Способен ли я стать светлым человеком?

Сердце к сердцу. К свету свет. Я сделан из света, из пустоты и световых точек; атомная структура, казалось бы, твердого тела. Почему мне уютнее с видимостью, а не с реальностью? С фальшивками диванов, акций и облигаций? Мерка культурного человека. Не слишком, не слишком, не слишком. Нет, слишком. И как будто этого мало – еще больше, больше жизни в единицу времени, без всяких ограничений.


Я, Гендель, врач, священник, всеобщий знахарь, дурак, сижу в каком-то безымянном поезде, что пыхтит к морю. У меня есть деньги, паспорт, багаж, теплое пальто. Хватит ли этого? Хватит ли покровов, чтобы обернуться, когда я сброшу с себя то, что было моей жизнью?

Моя жизнь. То, что должно было стать Одой к Разуму, стало несколькими фесценнинами… [30]

Как называют врача, который удаляет не ту грудь?

Не знаю. В самом деле – как называют врача, который удаляет не ту грудь?

Хирургом.

Конечно, было расследование. Дама, о которой идет речь, до сих пор оправляется от второй операции, на сей раз – по удалению правильной груди (в действительности – левой). Я вообще не должен был оперировать; то был крайний случай, дежурный хирург заболел, больше никого не оказалось, а я – лучший в своем деле. Лучшим всегда не хватает твердой веры… а худшим? Что бы, по-вашему, сделал худший? Оттяпал бы и вторую, сразу же, под общим наркозом, а промашку назвал бы осложнением. Но так ведь не поступят, правда?

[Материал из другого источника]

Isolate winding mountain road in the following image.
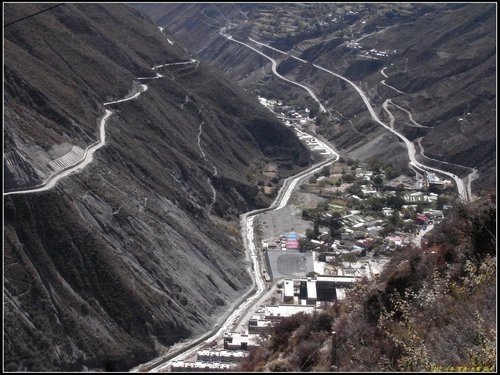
[229,32,471,202]
[3,59,199,197]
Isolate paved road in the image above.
[221,34,326,112]
[3,59,199,196]
[3,109,113,196]
[143,47,339,372]
[238,33,471,202]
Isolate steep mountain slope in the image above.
[137,3,496,195]
[238,191,497,372]
[4,3,310,371]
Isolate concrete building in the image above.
[306,280,318,305]
[196,349,250,363]
[283,279,295,303]
[224,332,259,350]
[248,315,274,334]
[171,360,237,372]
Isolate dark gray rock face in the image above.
[140,3,496,192]
[4,3,310,371]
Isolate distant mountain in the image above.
[137,3,496,192]
[4,3,310,371]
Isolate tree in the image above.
[366,197,385,212]
[389,210,403,228]
[387,195,405,210]
[373,174,384,187]
[314,221,320,238]
[342,173,356,182]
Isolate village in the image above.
[170,97,453,372]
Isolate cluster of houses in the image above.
[257,96,314,129]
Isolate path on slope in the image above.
[3,59,199,196]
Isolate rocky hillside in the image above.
[138,3,496,192]
[4,3,310,371]
[241,192,497,372]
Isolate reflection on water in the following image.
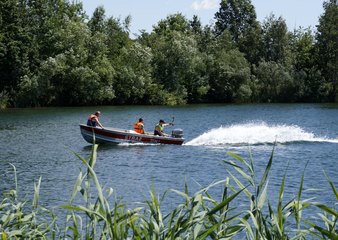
[0,104,338,213]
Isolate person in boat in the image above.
[154,119,174,137]
[134,118,144,134]
[87,111,103,128]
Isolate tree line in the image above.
[0,0,338,108]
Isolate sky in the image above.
[80,0,324,36]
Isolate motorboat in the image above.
[80,124,184,145]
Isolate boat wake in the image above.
[185,123,338,146]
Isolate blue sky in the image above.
[82,0,323,34]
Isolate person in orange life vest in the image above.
[87,111,103,128]
[154,119,174,137]
[134,118,144,134]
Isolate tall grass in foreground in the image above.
[0,144,338,239]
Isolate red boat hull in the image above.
[80,124,184,145]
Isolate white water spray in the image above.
[185,123,338,146]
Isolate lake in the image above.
[0,104,338,213]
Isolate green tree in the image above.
[115,42,153,104]
[215,0,257,43]
[207,31,251,102]
[215,0,261,64]
[254,61,298,102]
[0,0,31,103]
[316,0,338,102]
[262,14,290,66]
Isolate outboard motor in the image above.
[171,128,183,138]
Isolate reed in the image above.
[0,144,338,240]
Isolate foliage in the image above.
[316,0,338,101]
[0,0,338,107]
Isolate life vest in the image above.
[134,122,144,134]
[87,114,98,127]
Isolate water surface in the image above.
[0,104,338,212]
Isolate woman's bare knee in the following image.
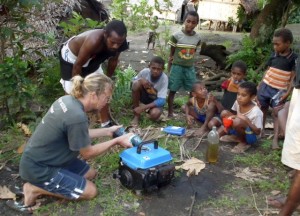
[84,168,97,180]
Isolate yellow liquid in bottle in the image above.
[206,144,219,163]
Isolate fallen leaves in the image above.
[175,157,205,177]
[0,185,16,200]
[235,167,269,182]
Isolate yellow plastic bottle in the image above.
[206,126,220,163]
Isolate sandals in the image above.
[6,200,36,214]
[10,185,24,198]
[231,143,251,154]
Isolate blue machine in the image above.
[114,140,175,190]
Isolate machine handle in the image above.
[136,140,158,154]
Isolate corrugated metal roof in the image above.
[129,0,183,12]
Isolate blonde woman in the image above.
[7,73,133,213]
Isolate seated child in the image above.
[183,81,217,136]
[208,60,247,129]
[131,56,168,126]
[218,82,263,153]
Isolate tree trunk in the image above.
[250,0,289,46]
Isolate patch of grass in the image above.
[199,193,251,210]
[233,147,283,167]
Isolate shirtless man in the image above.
[59,20,128,127]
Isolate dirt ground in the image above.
[0,25,298,216]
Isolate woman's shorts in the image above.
[34,159,90,199]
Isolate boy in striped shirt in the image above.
[257,28,297,149]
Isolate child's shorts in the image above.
[168,64,196,92]
[35,159,90,200]
[197,114,206,123]
[228,127,257,145]
[257,82,280,109]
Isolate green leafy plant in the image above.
[0,57,36,123]
[111,66,137,123]
[59,11,105,38]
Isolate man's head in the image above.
[149,56,165,80]
[231,60,247,83]
[236,82,257,106]
[183,11,199,33]
[273,28,294,53]
[104,20,127,52]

Я смирился с тем, что меня вышвырнут. Я, Гендель, не врач, не священник, всеобщее посмешище, дурак. Стоит ли моя репутация ее груди? Взвесьте их – неужели я неполноценен? Неужели ее грудь, которую каждый мог поласкать за пятерку, стоит больше тридцати лет моей жизни? Она была проституткой. Проституткой. С какой стати она должна пользоваться сомнительными услугами самого исключительного специалиста по раку груди в Британии? С какой стати? Он вообще занимается благотворительностью, этот Гендель, – по доброте душевной один день в месяц работает в недофинансируемой больнице для нищебродов.

Что вы думаете об этом перле красноречия? Мой адвокат придумал. Ознакомившись с резюме, этот человек сказал:

– Господи, да тебе повезло. А если бы она была одной из твоих частных пациенток?

– Какая разница?

– Она шлюха. Тебя не выгонят из-за шлюшьей титьки. Мы сможем даже получить от газет компенсацию за моральный ущерб. Выше нос.

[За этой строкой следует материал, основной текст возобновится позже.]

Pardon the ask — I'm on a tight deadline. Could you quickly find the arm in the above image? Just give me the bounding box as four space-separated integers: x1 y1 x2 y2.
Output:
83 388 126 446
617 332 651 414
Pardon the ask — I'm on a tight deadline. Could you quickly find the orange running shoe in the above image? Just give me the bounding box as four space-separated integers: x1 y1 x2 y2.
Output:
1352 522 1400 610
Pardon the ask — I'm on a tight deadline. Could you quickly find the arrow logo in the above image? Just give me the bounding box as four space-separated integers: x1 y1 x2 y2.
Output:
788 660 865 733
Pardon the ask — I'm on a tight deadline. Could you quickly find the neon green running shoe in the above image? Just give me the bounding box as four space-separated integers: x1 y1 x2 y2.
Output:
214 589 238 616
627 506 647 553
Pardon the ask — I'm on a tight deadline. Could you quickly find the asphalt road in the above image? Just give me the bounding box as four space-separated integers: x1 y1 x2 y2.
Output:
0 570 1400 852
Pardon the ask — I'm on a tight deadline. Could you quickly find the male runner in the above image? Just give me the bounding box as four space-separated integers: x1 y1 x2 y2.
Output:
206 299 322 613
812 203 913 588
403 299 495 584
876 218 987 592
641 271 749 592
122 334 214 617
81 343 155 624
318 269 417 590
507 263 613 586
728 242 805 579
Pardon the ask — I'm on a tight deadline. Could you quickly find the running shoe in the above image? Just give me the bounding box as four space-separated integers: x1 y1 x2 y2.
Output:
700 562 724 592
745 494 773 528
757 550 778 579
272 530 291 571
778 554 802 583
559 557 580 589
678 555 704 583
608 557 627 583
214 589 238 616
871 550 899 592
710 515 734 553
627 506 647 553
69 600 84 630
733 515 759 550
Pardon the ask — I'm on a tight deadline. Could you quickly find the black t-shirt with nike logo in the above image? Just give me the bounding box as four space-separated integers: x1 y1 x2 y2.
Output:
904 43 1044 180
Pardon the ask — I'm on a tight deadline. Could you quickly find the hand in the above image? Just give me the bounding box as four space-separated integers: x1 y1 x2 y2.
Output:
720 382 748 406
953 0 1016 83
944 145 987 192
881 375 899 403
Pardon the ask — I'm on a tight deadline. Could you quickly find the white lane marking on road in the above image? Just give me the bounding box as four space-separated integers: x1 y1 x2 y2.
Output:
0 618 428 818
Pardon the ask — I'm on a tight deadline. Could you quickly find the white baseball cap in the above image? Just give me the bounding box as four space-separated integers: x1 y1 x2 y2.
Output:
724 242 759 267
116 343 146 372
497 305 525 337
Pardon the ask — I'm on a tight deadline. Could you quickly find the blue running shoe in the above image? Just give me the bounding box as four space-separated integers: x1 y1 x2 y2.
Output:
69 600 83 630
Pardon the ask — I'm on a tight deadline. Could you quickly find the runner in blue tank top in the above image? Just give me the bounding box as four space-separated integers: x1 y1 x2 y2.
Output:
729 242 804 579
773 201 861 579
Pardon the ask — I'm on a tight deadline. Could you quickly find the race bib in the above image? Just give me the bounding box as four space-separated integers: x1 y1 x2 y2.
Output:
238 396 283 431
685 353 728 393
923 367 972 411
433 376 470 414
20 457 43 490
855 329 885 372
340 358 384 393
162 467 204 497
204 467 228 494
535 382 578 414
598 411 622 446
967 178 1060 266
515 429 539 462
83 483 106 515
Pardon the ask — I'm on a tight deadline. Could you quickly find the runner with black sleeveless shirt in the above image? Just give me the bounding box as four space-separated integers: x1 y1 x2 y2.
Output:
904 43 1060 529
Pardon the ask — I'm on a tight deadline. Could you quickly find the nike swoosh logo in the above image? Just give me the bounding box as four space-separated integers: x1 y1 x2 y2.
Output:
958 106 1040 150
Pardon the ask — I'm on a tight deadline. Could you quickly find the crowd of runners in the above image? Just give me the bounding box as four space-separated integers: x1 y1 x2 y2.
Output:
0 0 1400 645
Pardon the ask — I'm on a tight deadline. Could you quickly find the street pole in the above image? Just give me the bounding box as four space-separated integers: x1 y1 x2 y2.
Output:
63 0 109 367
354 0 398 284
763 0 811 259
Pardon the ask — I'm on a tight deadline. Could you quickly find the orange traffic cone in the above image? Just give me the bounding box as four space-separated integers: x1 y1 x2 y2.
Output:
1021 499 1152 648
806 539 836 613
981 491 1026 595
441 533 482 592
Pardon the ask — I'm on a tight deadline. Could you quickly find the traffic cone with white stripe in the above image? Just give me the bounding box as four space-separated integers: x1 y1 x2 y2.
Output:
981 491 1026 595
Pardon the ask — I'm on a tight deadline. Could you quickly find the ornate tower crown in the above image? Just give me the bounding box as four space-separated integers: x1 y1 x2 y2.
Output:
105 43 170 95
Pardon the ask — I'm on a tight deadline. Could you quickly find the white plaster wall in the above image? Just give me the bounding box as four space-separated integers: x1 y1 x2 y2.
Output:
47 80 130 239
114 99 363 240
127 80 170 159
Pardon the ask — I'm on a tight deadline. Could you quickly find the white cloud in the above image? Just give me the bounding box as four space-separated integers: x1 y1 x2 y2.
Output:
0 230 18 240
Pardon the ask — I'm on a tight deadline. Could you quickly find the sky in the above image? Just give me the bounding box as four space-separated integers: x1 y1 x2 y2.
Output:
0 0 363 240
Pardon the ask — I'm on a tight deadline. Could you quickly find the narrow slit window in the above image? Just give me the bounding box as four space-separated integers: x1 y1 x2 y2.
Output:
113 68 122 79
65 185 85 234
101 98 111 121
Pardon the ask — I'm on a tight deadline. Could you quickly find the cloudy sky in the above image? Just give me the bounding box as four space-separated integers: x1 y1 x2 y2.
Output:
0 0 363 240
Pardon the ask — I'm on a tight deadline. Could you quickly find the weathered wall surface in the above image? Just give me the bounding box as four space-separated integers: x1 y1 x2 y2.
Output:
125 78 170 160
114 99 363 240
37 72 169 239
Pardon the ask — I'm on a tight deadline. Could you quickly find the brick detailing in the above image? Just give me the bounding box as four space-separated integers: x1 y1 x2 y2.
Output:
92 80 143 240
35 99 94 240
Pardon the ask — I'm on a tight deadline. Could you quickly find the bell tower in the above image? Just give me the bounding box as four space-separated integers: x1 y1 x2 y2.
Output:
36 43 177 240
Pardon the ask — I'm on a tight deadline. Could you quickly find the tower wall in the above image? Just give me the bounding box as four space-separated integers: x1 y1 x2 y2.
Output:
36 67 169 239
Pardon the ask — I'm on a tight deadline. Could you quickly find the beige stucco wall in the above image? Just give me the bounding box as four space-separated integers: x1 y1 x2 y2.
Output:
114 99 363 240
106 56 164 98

Конечно. Не о чем волноваться. То, что она – из низкого сословия, а я толкнул ее еще ниже, – не повод для волнений. Она уличная девка. А я рыцарь. Сэр Гендель. Мой королевский адвокат тоже рыцарь. Сэр Клод. Два рыцаря больше не спасают дамочек из неприступных башен; нынче мы спасаем друг друга, причем за изрядные деньги. Сэр Клод – очень дорогой адвокат. На ее груди за две недели он заработал больше, чем она за всю свою карьеру.

– Сколько ей? – спросил он, потягивая капуччино. – Пятьдесят два? Пятьдесят три?

Я кивнул.

– Ха-ха. Поздновато ей подавать иск о потере заработка, а? Рискну утверждать, с нее немного активов настрижешь.